FocusTrack: One-Stage Focus-and-Suppress Framework for 3D Point Cloud Object Tracking
This work addresses limitations in 3D tracking for applications like autonomous driving by introducing a more efficient and accurate method, though it is incremental as it builds on existing motion-centric approaches.
The paper tackled the problem of error accumulation and computational bottlenecks in 3D point cloud object tracking by proposing FocusTrack, a one-stage framework that unifies motion-semantics co-modeling, achieving new state-of-the-art performance on benchmarks like KITTI, nuScenes, and Waymo with a speed of 105 FPS.

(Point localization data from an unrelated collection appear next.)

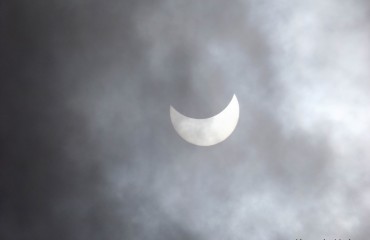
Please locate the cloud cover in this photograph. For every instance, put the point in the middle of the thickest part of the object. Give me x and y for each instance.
(90, 152)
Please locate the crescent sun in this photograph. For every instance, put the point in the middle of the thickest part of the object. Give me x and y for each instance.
(207, 131)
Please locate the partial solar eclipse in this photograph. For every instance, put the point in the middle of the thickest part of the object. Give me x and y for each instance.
(207, 131)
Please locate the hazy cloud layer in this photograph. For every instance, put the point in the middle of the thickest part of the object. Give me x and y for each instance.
(90, 152)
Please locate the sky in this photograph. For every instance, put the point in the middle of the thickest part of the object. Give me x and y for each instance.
(89, 151)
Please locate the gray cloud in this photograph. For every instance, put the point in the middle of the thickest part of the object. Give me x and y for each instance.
(90, 149)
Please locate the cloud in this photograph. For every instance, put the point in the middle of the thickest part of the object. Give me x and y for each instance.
(91, 152)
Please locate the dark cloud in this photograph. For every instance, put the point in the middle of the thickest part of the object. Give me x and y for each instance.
(89, 150)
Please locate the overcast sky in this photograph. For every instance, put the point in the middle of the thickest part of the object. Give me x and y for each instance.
(89, 151)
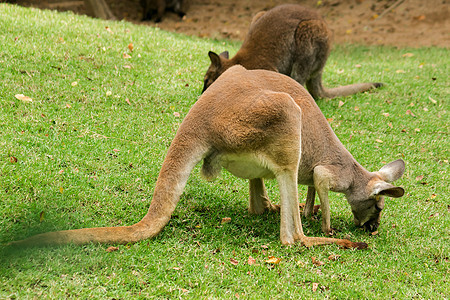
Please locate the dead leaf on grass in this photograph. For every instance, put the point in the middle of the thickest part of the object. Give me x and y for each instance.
(112, 249)
(317, 262)
(432, 100)
(23, 98)
(225, 220)
(251, 261)
(109, 30)
(409, 112)
(315, 285)
(334, 257)
(420, 177)
(273, 260)
(41, 216)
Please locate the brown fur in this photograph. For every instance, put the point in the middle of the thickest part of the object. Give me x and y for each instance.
(257, 124)
(289, 39)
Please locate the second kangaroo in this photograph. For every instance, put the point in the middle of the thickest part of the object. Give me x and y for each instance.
(289, 39)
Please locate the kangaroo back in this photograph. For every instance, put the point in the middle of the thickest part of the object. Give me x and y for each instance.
(289, 39)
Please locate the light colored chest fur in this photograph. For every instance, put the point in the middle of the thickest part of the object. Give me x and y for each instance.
(247, 165)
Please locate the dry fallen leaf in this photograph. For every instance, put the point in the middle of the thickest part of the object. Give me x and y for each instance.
(334, 257)
(251, 260)
(23, 98)
(315, 285)
(225, 220)
(419, 18)
(317, 262)
(273, 260)
(112, 249)
(41, 216)
(432, 100)
(409, 112)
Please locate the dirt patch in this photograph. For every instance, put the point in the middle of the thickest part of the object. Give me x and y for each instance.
(407, 23)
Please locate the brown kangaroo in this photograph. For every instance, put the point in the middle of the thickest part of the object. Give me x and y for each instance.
(289, 39)
(257, 124)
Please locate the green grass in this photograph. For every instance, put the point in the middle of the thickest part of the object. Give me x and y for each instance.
(85, 157)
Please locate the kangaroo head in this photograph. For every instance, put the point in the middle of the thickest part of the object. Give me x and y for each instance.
(219, 64)
(367, 203)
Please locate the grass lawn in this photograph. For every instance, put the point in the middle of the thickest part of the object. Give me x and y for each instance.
(86, 151)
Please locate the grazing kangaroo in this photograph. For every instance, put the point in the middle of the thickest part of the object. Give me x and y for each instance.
(150, 7)
(256, 124)
(289, 39)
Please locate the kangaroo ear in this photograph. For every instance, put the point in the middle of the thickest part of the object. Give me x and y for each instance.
(225, 54)
(215, 59)
(392, 171)
(386, 189)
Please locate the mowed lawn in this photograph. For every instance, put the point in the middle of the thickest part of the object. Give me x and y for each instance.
(88, 109)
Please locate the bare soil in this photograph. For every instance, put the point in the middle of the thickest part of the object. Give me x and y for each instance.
(401, 23)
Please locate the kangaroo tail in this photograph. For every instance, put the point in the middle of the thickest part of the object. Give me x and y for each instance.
(182, 156)
(317, 90)
(351, 89)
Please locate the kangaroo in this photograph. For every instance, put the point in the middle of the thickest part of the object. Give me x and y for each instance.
(149, 7)
(289, 39)
(257, 124)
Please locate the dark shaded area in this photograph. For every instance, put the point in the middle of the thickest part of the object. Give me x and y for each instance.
(411, 23)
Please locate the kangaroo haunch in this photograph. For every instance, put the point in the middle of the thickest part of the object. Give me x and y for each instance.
(289, 39)
(257, 124)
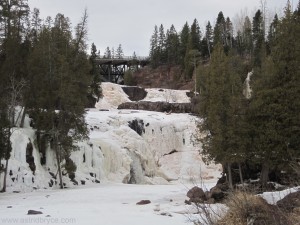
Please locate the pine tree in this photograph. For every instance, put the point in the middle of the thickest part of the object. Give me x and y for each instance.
(272, 35)
(221, 102)
(275, 105)
(119, 53)
(162, 45)
(195, 36)
(219, 30)
(258, 38)
(207, 42)
(184, 39)
(154, 50)
(95, 73)
(172, 46)
(59, 69)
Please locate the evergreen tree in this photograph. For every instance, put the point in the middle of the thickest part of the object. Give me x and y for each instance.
(219, 30)
(119, 53)
(154, 50)
(107, 53)
(258, 38)
(207, 41)
(195, 36)
(274, 111)
(95, 73)
(162, 45)
(184, 39)
(272, 35)
(172, 46)
(221, 102)
(58, 68)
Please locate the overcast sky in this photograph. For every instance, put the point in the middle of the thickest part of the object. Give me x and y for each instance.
(131, 22)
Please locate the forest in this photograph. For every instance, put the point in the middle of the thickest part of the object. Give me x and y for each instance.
(46, 72)
(257, 131)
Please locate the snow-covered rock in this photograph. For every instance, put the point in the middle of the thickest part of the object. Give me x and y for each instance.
(124, 146)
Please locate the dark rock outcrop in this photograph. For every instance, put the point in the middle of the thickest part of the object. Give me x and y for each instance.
(196, 195)
(137, 126)
(216, 194)
(143, 202)
(159, 106)
(34, 212)
(135, 93)
(290, 202)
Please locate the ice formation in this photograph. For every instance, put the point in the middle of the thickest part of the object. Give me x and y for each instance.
(164, 149)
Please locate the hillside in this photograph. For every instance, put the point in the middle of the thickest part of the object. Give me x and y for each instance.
(162, 77)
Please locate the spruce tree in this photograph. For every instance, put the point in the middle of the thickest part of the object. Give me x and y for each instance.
(154, 50)
(59, 69)
(220, 107)
(184, 39)
(172, 46)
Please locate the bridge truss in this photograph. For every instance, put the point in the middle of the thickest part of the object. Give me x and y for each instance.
(113, 69)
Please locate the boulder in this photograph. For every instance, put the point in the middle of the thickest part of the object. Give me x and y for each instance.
(158, 106)
(217, 194)
(143, 202)
(34, 212)
(290, 202)
(196, 193)
(135, 93)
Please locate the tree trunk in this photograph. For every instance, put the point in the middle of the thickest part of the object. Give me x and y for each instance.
(58, 164)
(264, 176)
(23, 117)
(7, 156)
(241, 174)
(229, 176)
(5, 175)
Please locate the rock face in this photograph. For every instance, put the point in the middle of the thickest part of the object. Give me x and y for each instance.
(34, 212)
(216, 194)
(159, 106)
(196, 195)
(135, 93)
(143, 202)
(290, 202)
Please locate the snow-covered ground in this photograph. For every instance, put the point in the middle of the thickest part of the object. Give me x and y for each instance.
(156, 150)
(107, 204)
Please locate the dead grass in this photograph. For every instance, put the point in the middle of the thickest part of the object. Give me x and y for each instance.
(248, 209)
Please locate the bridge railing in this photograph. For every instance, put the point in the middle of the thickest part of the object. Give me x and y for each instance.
(127, 58)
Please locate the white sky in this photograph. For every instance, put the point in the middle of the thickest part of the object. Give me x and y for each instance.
(131, 22)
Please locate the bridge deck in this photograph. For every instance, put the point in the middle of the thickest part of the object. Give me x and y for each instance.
(113, 69)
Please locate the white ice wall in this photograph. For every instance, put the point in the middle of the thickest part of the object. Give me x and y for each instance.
(114, 149)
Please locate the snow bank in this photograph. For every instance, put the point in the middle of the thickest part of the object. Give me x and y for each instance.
(125, 146)
(167, 95)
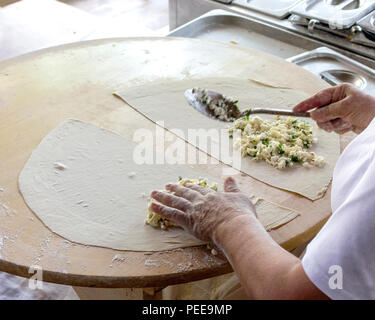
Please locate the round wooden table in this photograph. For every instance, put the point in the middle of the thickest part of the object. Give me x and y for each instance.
(40, 90)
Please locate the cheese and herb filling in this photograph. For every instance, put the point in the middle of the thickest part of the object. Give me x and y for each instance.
(157, 221)
(282, 142)
(220, 107)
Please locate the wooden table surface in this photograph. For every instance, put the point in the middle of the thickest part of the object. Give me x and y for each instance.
(40, 90)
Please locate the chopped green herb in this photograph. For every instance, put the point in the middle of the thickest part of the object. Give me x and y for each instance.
(295, 159)
(248, 114)
(280, 149)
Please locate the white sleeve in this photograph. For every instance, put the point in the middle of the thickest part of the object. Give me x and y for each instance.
(340, 260)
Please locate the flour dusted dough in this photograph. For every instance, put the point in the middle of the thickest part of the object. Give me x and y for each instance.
(165, 101)
(83, 183)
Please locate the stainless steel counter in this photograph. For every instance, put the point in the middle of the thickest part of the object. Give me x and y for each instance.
(332, 64)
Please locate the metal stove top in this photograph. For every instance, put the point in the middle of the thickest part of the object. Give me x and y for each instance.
(276, 8)
(337, 14)
(368, 23)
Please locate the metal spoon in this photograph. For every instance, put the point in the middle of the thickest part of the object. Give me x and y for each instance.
(198, 99)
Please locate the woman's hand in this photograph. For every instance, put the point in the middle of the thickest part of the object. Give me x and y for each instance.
(341, 109)
(202, 211)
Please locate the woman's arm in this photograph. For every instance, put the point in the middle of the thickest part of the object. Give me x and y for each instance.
(228, 220)
(341, 109)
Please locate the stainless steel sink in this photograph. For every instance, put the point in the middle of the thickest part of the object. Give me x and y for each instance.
(334, 66)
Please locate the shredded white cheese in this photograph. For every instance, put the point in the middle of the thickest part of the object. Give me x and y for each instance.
(157, 221)
(282, 143)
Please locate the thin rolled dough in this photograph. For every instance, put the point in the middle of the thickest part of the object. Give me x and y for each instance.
(155, 100)
(82, 182)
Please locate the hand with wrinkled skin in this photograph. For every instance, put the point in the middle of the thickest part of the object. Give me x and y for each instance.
(340, 109)
(227, 219)
(201, 211)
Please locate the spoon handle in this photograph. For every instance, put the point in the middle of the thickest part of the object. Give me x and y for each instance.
(281, 112)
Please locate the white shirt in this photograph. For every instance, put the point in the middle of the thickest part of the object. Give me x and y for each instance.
(342, 255)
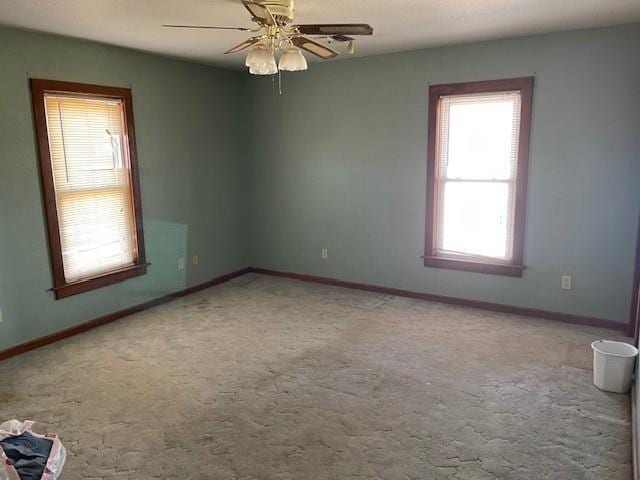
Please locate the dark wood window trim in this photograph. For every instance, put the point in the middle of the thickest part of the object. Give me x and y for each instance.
(61, 288)
(515, 268)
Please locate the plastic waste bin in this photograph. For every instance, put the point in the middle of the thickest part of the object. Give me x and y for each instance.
(613, 364)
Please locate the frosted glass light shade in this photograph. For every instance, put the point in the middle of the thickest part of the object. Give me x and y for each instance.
(254, 56)
(261, 62)
(292, 60)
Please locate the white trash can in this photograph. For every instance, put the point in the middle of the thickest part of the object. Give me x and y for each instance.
(613, 364)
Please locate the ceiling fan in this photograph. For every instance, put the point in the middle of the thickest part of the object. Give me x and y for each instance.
(276, 32)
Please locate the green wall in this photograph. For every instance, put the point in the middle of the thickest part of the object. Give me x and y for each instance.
(192, 158)
(340, 164)
(336, 162)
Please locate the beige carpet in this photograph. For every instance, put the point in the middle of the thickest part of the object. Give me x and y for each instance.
(266, 378)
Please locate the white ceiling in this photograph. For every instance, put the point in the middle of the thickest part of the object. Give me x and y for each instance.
(399, 24)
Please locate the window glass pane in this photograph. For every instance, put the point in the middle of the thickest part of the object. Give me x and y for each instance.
(92, 184)
(479, 136)
(475, 219)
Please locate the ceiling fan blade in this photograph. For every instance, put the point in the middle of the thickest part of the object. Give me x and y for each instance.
(259, 13)
(242, 29)
(316, 48)
(336, 29)
(244, 45)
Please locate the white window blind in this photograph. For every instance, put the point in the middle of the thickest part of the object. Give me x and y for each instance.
(477, 155)
(92, 179)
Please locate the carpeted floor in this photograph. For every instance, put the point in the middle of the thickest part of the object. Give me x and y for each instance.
(267, 378)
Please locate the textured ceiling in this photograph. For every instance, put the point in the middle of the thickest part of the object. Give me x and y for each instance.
(399, 24)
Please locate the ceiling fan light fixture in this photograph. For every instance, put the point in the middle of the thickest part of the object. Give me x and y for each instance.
(292, 60)
(261, 61)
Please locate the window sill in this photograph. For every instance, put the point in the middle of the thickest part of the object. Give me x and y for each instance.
(471, 266)
(82, 286)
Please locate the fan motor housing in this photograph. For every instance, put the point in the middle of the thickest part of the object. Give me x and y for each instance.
(282, 10)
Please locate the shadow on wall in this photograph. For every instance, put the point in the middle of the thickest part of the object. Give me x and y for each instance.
(166, 243)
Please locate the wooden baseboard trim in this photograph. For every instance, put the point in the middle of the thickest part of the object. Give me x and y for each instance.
(494, 307)
(97, 322)
(634, 433)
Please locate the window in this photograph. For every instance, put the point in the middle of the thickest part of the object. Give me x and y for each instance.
(477, 175)
(90, 184)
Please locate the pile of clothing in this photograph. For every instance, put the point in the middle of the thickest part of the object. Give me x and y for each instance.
(26, 455)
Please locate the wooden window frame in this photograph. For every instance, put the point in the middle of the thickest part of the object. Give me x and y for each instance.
(513, 269)
(62, 288)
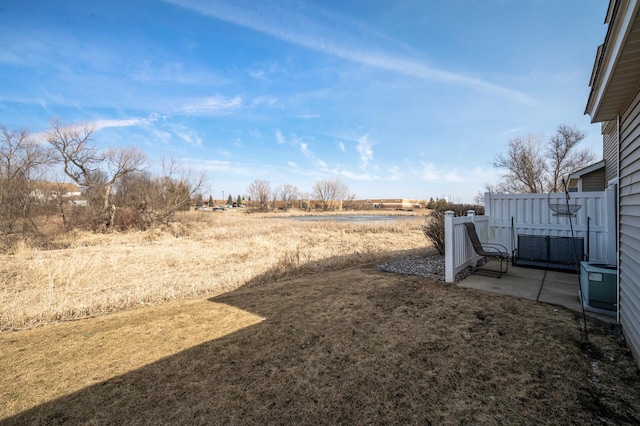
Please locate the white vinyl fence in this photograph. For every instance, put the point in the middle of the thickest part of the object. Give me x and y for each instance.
(509, 215)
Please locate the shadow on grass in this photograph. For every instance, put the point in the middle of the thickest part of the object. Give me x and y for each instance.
(354, 346)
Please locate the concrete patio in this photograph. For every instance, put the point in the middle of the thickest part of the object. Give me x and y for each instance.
(546, 286)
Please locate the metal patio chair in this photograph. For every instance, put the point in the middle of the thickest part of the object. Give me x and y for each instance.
(488, 250)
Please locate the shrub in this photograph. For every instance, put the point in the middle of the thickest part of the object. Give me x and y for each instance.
(433, 229)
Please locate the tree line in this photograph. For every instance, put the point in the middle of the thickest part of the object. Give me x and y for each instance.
(117, 189)
(326, 192)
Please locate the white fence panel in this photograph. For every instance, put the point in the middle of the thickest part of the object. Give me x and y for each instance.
(532, 214)
(508, 216)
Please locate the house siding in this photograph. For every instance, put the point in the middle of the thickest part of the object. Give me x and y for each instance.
(610, 150)
(629, 232)
(594, 181)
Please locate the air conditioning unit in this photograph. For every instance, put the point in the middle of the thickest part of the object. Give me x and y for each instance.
(598, 286)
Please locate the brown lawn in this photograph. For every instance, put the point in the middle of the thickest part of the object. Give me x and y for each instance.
(244, 319)
(348, 346)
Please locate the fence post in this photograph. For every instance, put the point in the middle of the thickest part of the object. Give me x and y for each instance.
(449, 247)
(475, 257)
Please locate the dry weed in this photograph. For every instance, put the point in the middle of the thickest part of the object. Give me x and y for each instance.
(204, 254)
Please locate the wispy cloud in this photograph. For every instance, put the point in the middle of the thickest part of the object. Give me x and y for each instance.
(128, 122)
(189, 136)
(287, 23)
(431, 173)
(210, 106)
(365, 150)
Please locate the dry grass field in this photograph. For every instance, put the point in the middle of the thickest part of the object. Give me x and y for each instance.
(269, 321)
(206, 254)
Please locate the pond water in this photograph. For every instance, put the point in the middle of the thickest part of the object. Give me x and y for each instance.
(351, 218)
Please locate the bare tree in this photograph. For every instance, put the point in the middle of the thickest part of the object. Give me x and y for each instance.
(22, 163)
(260, 193)
(533, 167)
(563, 157)
(288, 194)
(95, 172)
(329, 191)
(524, 164)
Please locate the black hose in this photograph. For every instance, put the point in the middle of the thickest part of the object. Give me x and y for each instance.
(577, 262)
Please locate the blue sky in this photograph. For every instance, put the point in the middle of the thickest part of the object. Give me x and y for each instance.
(410, 98)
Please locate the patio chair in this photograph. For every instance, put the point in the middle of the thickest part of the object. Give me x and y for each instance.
(488, 250)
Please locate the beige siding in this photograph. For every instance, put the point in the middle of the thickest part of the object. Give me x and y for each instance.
(630, 225)
(593, 181)
(610, 150)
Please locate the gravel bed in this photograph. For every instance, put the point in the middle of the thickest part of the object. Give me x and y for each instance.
(428, 265)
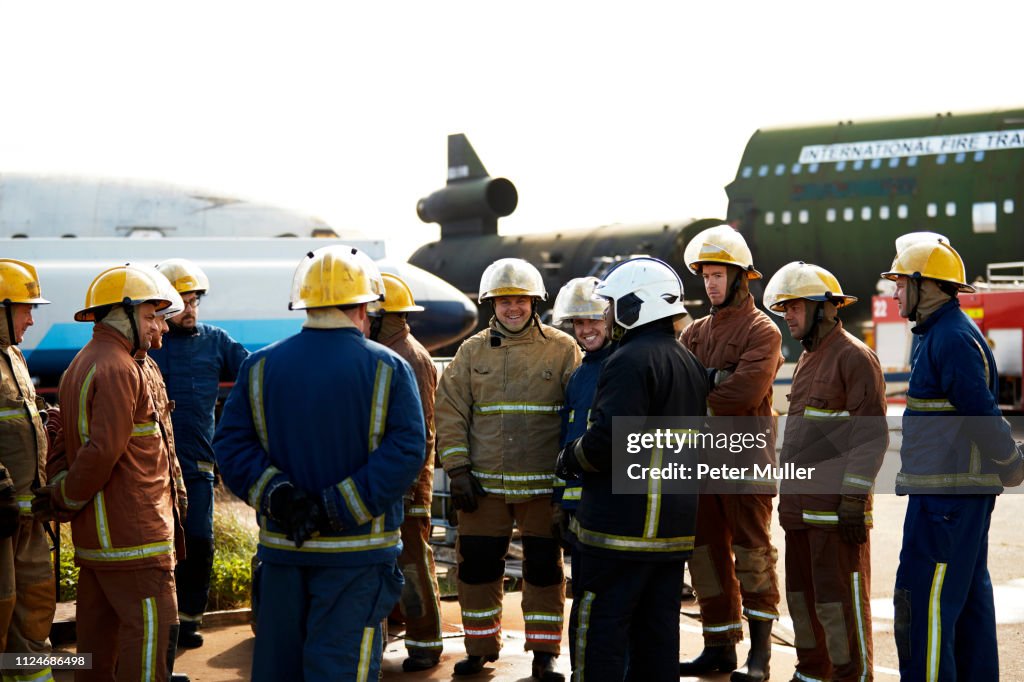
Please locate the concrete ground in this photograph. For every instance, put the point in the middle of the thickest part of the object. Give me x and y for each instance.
(226, 655)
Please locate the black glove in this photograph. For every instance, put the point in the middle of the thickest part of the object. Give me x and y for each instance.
(852, 523)
(8, 505)
(297, 512)
(465, 489)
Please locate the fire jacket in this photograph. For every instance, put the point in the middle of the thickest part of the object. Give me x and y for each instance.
(954, 439)
(23, 435)
(498, 405)
(576, 416)
(119, 473)
(837, 425)
(411, 350)
(648, 375)
(337, 416)
(744, 341)
(194, 363)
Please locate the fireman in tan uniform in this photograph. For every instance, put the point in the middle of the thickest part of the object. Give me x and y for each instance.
(27, 599)
(498, 426)
(733, 563)
(420, 601)
(118, 484)
(837, 425)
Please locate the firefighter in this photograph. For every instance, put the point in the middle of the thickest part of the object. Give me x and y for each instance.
(118, 485)
(836, 424)
(578, 305)
(497, 412)
(323, 434)
(420, 602)
(632, 548)
(957, 454)
(27, 599)
(733, 563)
(194, 359)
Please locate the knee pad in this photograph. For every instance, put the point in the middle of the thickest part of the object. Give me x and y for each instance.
(482, 558)
(541, 565)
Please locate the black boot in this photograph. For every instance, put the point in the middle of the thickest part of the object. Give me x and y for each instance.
(472, 665)
(187, 637)
(756, 669)
(712, 659)
(544, 668)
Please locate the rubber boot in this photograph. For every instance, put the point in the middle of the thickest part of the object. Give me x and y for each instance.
(712, 659)
(544, 668)
(472, 665)
(756, 669)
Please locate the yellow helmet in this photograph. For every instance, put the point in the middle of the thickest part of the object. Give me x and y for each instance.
(335, 275)
(397, 297)
(19, 284)
(932, 259)
(511, 276)
(125, 285)
(800, 280)
(184, 275)
(720, 245)
(578, 300)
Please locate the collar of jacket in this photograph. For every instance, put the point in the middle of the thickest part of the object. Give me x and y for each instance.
(935, 316)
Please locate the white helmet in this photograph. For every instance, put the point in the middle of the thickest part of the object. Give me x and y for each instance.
(643, 290)
(511, 276)
(577, 300)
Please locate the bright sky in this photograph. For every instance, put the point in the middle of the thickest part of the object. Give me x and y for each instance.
(598, 112)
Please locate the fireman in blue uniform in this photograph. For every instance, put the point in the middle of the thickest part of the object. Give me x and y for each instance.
(957, 454)
(323, 434)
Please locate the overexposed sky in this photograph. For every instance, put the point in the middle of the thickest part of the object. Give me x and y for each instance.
(598, 112)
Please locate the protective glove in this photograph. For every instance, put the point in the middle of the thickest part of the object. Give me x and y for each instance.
(298, 513)
(8, 505)
(566, 466)
(465, 489)
(1014, 476)
(852, 522)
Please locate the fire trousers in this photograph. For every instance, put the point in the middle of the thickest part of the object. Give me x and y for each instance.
(733, 564)
(124, 619)
(482, 544)
(27, 599)
(420, 601)
(945, 613)
(827, 589)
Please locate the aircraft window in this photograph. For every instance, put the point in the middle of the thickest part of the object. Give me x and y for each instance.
(983, 217)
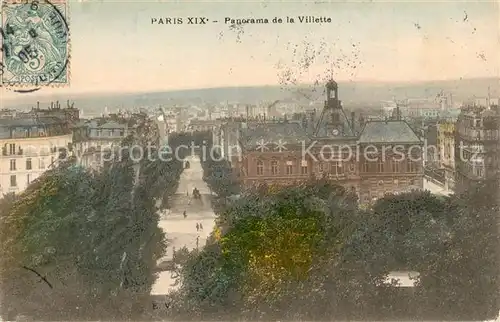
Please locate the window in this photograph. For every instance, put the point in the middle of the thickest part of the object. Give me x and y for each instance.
(303, 168)
(260, 168)
(380, 165)
(366, 166)
(478, 170)
(396, 166)
(411, 166)
(289, 167)
(274, 167)
(337, 168)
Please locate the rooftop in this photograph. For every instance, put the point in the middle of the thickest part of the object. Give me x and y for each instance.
(388, 132)
(42, 121)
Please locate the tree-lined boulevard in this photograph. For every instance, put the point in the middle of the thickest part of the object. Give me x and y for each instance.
(80, 245)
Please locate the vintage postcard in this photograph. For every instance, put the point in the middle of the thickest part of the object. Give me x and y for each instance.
(249, 160)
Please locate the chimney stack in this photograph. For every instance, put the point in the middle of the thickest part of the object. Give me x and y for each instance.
(353, 118)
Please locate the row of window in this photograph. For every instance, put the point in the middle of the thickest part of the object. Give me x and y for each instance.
(29, 164)
(337, 168)
(13, 180)
(275, 169)
(110, 132)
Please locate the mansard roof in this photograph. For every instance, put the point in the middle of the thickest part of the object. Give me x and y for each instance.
(321, 130)
(392, 131)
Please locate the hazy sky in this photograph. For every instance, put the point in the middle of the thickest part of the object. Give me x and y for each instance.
(115, 46)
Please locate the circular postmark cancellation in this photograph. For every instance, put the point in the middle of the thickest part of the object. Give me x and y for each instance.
(35, 44)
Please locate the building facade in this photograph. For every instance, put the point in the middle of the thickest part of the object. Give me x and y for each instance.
(446, 149)
(371, 159)
(477, 147)
(29, 148)
(92, 138)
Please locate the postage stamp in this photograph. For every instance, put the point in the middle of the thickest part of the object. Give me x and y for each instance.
(35, 43)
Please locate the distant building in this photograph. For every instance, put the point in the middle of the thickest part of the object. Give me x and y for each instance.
(30, 146)
(92, 138)
(196, 125)
(446, 149)
(371, 158)
(477, 145)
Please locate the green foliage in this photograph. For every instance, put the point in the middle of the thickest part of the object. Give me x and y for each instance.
(308, 252)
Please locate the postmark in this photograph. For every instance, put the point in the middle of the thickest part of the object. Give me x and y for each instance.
(35, 44)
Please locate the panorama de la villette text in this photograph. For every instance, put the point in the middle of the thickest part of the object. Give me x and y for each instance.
(238, 21)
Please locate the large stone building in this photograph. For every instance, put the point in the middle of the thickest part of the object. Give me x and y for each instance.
(372, 159)
(477, 147)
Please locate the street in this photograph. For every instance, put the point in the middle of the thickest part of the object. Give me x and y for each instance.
(181, 231)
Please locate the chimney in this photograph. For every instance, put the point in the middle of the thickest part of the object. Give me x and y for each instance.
(353, 118)
(361, 121)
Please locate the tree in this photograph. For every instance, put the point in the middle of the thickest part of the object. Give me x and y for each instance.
(93, 235)
(462, 282)
(265, 254)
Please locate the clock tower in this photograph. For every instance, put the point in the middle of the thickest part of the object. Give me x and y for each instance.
(333, 122)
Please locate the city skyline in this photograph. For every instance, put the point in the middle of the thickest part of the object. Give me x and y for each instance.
(118, 48)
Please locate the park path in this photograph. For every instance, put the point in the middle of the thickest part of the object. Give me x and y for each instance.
(181, 231)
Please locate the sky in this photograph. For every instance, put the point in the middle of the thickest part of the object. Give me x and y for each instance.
(115, 47)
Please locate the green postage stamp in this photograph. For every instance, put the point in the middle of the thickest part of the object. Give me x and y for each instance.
(35, 43)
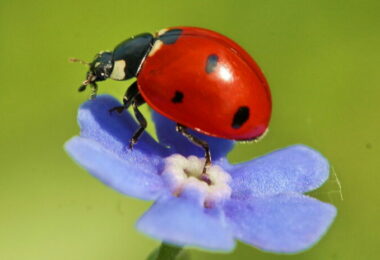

In 3D point cloud object tracking, the motion-centric methods have emerged as a promising avenue due to its superior performance in modeling inter-frame motion. However, existing two-stage motion-based approaches suffer from fundamental limitations: (1) error accumulation due to decoupled optimization caused by explicit foreground segmentation prior to motion estimation, and (2) computational bottlenecks from sequential processing. To address these challenges, we propose FocusTrack, a novel one-stage paradigms tracking framework that unifies motion-semantics co-modeling through two core innovations: Inter-frame Motion Modeling (IMM) and Focus-and-Suppress Attention. The IMM module employs a temp-oral-difference siamese encoder to capture global motion patterns between adjacent frames. The Focus-and-Suppress attention that enhance the foreground semantics via motion-salient feature gating and suppress the background noise based on the temporal-aware motion context from IMM without explicit segmentation. Based on above two designs, FocusTrack enables end-to-end training with compact one-stage pipeline. Extensive experiments on prominent 3D tracking benchmarks, such as KITTI, nuScenes, and Waymo, demonstrate that the FocusTrack achieves new SOTA performance while running at a high speed with 105 FPS.